= Dongpirang village =

Village in Tongyeong, South Korea

Dongpirang Village is a village in Tongyeong-si, South Gyeongsang Province, South Korea.

The name of the village, located behind Jungang Market, Tongyeong City's representative fish market, is 'Dongpirang', meaning 'eastern cliff' ('Birang' in the local dialect of slope). Gangguan Port can be seen from above Dongpirang Village, and murals are painted on every wall along the winding uphill alleys. The redevelopment plan for the mountainside village around Jeongnyang-dong and Taepyeong-dong in Tongyeong-si has been changed and revised several times.

The murals attracted visitors, and there was public support for the preservation of the village. Government planners opted to spare three houses at the pinnacle of the village for the restoration of Dongporu, leading to the complete abandonment of the demolition plan. The village is now a tourism destination.

Dongpirang Village is also the site of Dongporu of Jeongjeyeong, installed by General Yi Sun-sin during the Joseon Dynasty.

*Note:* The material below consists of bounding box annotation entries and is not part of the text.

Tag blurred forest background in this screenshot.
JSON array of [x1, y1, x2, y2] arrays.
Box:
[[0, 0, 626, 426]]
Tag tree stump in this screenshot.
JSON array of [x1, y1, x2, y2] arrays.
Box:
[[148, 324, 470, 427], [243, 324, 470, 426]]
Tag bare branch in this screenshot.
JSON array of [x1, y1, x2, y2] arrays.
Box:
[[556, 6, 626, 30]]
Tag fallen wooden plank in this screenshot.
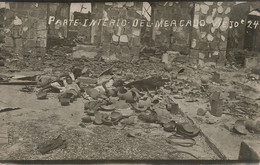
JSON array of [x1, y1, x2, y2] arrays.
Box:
[[0, 81, 37, 85]]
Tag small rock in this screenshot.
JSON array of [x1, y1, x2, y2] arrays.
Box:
[[197, 108, 207, 116], [238, 140, 260, 161]]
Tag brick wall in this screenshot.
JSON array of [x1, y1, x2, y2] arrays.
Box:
[[152, 1, 193, 54], [96, 2, 142, 61], [190, 2, 233, 65]]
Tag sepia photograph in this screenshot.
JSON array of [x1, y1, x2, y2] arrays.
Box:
[[0, 0, 260, 161]]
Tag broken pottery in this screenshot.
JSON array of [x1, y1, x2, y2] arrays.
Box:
[[163, 120, 176, 132], [233, 119, 247, 135], [110, 112, 123, 121], [81, 116, 92, 123]]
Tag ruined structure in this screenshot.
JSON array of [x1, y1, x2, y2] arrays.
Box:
[[0, 1, 260, 66]]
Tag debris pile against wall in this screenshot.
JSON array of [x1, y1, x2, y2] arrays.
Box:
[[3, 2, 47, 56], [97, 2, 143, 61], [0, 1, 260, 66], [227, 2, 260, 51], [190, 2, 232, 65], [152, 2, 193, 54], [45, 3, 70, 38]]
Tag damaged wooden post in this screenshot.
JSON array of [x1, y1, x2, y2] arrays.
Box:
[[210, 92, 223, 117]]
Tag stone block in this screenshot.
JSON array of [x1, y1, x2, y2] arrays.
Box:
[[15, 38, 23, 50], [238, 140, 260, 161], [12, 26, 21, 38], [5, 37, 14, 47], [120, 46, 130, 56], [197, 108, 207, 116], [110, 44, 121, 54], [27, 29, 37, 39]]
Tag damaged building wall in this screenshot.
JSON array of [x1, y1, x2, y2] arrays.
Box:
[[227, 2, 260, 51], [227, 2, 260, 67], [3, 2, 47, 55], [0, 5, 5, 47], [190, 2, 233, 66], [152, 1, 193, 54], [48, 3, 70, 38], [98, 2, 143, 60]]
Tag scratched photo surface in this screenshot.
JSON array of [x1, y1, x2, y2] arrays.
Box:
[[0, 1, 260, 161]]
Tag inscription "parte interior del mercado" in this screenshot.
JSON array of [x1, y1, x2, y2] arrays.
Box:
[[48, 16, 259, 29]]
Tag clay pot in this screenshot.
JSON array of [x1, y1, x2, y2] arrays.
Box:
[[164, 63, 173, 72]]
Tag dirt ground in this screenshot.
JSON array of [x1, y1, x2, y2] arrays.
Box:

There were plans to demolish the village, restore Dongporu, and create a park around it, but in October 2007, a civic group called 'Blue Tongyeong 21' held the 'Dongpirang Coloring - National Mural Contest', and students and individuals from art colleges in the country participated.

Dongpirang Village was selected as the city's flagship nocturnal attraction as part of the Ministry of Culture, Sports and Tourism and the Korea Tourism Organization's Night Tourism Specialization City Development Project.